Studying a Tableau



Studying a Tableau

By Nandy Ekle


I sat in a drawing class one semester with a deaf student taking notes. The instructor had covered a table with a cloth and then laid out several random objects. There was an old shoe, a cow skull, several empty wine bottles—some standing up and some laying on their sides—and little flowers strewn around. The students were told to draw what they saw and show the relationship between each object.

In a way, we writers do the same thing. Our eyes take pictures of a group of objects, then store them away. We boot up the computer and transfer what we saw onto our word processors. Then we illustrate the relationship between each thing.

We may see a unique cloud in the sky, a broken shoe string on the parking lot, a dead bug in the grass, and a penny on a rock in the middle of a puddle of water.
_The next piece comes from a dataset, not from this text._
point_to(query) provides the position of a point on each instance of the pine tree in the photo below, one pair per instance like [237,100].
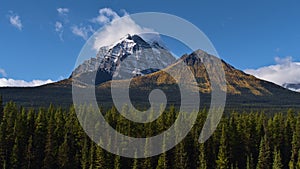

For some reason our brain holds on to these pictures. We describe the changing shape of the cloud as it morphs from a sheep to an alligator. Maybe the string began its life as a functional length of woven cotton, but has now become an abused cast off to be tossed into the trash can. Suppose the dead bug was on her way home to a nest of little larvae, bringing a couple of bread crumbs home to the hungry mouths before it was stepped on. And perhaps the penny was tossed to the middle of the rock by an angry man whose lunch hour was over before he could eat his sandwich because the soda jerk who took his money forgot how to count change back.

Or maybe there was some huge event that occurred that caused the cloud to ruffle its billows as the shoe lace fell from the shoe while the kid ran for cover and accidentally stepped on the bug with one foot while the other foot kicked a penny which landed right on the center of the rock in the middle of the puddle.

What do you think?

Congratulations. You have just received a post card from the muse.